Bulk operation failing to index first document without attachment field

russinholi · August 12, 2020, 7:08pm

Hi all I'm using Elasticsearch 7.8 and I'm having an weird situation while using bulk operation to index some documents, that might have or not attachment the them, like if run the following command:

curl -X POST "localhost:9200/_bulk?pretty" -H 'Content-Type: application/json' -d'
{"index":{"_id":"1","_index":"t1"}}
{"active_user":false,"content":"Something I wrote", "document_id":"1","topic":"Test1"}
{"index":{"_id":"2","_index":"t1'"}}
{"active_user":false,"content":"Something I wrote", "document_id":"2","topic":"Test2"}
{"index":{"_id":"3","_index":"t1'","pipeline":"attachment"}}
{"data":"<BASE64ENCODEDPDFFILE>", "document_id":"3","topic":"Test PDF"}
`

I get this error on ES log:

{"type": "server", "timestamp": "2020-08-12T19:00:50,149Z", "level": "DEBUG", "component": "o.e.a.b.T.BulkRequestModifier", "cluster.name": "docker-cluster", "node.name": "4e71dc30d5e2", "message": "failed to execute pipeline [_none] for document [t1/_doc/1]", "cluster.uuid": "3YRzz0W_RvGuSiJrIGC3GQ", "node.id": "qlGXQX8uRXum5ZGd9rdPcQ" , 
"stacktrace": ["org.elasticsearch.ingest.IngestProcessorException: ElasticsearchParseException[Error parsing document in field [data]]; nested: 
TikaException[TIKA-198: Illegal IOException from org.apache.tika.parser.pdf.PDFParser@565cd0c5]; nested: IOException[Page tree root must be a dictionary];"
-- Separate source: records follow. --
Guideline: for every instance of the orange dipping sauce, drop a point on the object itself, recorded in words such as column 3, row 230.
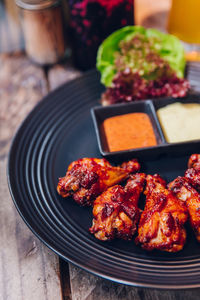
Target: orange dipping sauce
column 129, row 131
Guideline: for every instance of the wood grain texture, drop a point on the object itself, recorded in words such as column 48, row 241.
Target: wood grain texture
column 28, row 270
column 11, row 36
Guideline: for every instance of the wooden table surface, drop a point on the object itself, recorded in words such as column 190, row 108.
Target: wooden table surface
column 29, row 270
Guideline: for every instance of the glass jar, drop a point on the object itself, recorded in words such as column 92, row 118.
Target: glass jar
column 91, row 21
column 42, row 25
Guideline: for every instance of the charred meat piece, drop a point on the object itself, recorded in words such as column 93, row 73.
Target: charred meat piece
column 190, row 196
column 87, row 178
column 116, row 211
column 161, row 223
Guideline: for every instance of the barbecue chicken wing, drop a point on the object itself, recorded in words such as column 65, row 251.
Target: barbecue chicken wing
column 161, row 223
column 87, row 178
column 185, row 192
column 193, row 173
column 116, row 211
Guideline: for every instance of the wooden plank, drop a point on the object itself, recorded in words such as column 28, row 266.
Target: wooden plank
column 85, row 286
column 28, row 270
column 61, row 74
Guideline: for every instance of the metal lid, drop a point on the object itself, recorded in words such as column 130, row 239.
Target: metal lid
column 36, row 4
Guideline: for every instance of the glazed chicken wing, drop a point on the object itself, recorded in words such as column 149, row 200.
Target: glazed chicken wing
column 161, row 223
column 116, row 211
column 185, row 192
column 87, row 178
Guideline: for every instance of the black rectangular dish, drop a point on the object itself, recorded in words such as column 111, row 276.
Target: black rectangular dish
column 150, row 107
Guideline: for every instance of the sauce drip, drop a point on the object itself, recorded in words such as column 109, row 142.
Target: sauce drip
column 129, row 131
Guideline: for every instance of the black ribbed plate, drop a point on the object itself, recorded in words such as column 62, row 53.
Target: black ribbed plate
column 58, row 131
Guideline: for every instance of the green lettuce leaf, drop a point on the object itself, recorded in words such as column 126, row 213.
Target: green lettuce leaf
column 169, row 48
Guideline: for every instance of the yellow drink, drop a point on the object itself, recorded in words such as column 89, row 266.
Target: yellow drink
column 184, row 20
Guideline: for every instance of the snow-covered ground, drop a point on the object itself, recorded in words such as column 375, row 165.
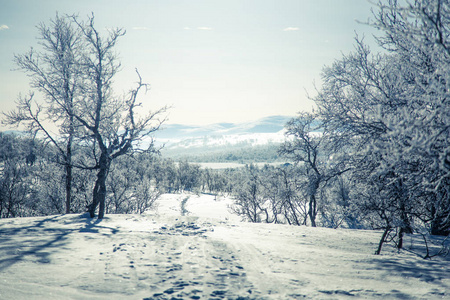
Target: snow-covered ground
column 191, row 247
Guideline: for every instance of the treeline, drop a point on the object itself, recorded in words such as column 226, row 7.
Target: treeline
column 244, row 155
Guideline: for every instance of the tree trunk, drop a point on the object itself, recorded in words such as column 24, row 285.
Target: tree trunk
column 68, row 187
column 383, row 239
column 99, row 194
column 312, row 210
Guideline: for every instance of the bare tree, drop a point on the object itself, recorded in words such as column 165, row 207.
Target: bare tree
column 55, row 73
column 110, row 124
column 305, row 145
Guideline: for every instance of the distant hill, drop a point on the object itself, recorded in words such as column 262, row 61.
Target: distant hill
column 256, row 140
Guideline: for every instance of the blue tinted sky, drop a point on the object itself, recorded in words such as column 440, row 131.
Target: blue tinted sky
column 213, row 61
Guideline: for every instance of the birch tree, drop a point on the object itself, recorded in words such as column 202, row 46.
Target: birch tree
column 55, row 74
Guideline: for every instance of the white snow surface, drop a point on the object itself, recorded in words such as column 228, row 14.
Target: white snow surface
column 192, row 247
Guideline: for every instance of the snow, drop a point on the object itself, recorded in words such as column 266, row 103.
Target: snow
column 192, row 247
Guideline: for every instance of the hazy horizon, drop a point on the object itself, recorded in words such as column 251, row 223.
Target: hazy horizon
column 211, row 61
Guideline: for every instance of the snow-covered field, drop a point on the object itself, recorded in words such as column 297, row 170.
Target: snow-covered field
column 191, row 247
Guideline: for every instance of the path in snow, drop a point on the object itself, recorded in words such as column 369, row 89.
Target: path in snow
column 205, row 254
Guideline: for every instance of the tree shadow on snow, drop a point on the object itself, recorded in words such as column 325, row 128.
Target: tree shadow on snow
column 432, row 272
column 38, row 240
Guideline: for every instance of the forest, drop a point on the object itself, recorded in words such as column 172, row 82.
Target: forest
column 381, row 159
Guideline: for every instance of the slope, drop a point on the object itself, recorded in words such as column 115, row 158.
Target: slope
column 190, row 247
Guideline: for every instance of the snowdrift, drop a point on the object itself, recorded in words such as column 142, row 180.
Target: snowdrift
column 191, row 247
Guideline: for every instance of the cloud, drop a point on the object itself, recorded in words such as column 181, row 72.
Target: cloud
column 140, row 28
column 291, row 29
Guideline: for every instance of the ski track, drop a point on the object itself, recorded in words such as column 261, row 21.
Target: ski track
column 185, row 250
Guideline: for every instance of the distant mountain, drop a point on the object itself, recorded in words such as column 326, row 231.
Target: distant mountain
column 222, row 139
column 272, row 124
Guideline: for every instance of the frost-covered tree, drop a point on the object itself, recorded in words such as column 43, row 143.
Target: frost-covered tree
column 55, row 74
column 75, row 73
column 390, row 113
column 305, row 145
column 418, row 34
column 110, row 124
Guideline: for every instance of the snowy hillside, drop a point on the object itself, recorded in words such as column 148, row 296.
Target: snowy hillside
column 261, row 132
column 191, row 247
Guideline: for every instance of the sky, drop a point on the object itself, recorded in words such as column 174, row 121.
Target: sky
column 210, row 60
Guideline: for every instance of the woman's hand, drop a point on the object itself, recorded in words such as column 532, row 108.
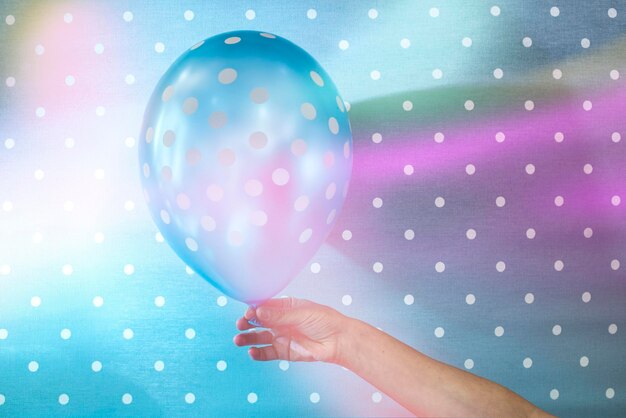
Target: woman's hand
column 295, row 330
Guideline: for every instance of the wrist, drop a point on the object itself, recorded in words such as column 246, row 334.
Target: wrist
column 348, row 333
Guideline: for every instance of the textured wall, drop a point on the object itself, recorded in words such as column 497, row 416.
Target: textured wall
column 484, row 226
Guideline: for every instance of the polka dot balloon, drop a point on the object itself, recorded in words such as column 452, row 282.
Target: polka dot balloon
column 245, row 160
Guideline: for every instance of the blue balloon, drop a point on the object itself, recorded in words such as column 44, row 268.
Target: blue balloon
column 245, row 156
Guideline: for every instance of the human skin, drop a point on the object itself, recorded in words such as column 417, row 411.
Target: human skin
column 300, row 330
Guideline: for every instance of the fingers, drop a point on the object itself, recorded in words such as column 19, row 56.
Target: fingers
column 267, row 353
column 282, row 312
column 254, row 338
column 243, row 324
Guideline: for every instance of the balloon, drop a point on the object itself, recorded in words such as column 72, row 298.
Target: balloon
column 245, row 158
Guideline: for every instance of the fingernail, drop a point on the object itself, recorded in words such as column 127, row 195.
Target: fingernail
column 250, row 313
column 263, row 314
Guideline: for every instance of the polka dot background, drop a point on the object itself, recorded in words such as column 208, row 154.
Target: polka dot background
column 484, row 224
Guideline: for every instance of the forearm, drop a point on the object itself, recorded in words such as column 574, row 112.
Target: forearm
column 421, row 384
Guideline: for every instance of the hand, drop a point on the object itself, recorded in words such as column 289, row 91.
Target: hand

Except for the first document the others 2 are indexed successfully, and it seems like it's waiting a "data" field on the first document, but if I remove the first document the second one raised the same error.

And if I index the first document separated alone on another bulk operation it gets indexed normally.

So it seems to be a problem mixing attachments with other documents.

Can someone help me to understand what I'm doing wrong?

dadoonet · August 12, 2020, 7:56pm

IMO this should be reported as a bug. We should not send an empty content to Tika.

That being said, you can add a on_failure parameter to your pipeline to catch the exception and index the document as is. See https://www.elastic.co/guide/en/elasticsearch/reference/7.8/handling-failure-in-pipelines.html

Christian_Dahlqvist · August 12, 2020, 7:57pm

This is as far as I can tell an existing bug.

dadoonet · August 12, 2020, 8:01pm

Ha right. My answer is wrong

system · September 9, 2020, 8:01pm

This topic was automatically closed 28 days after the last reply. New replies are no longer allowed.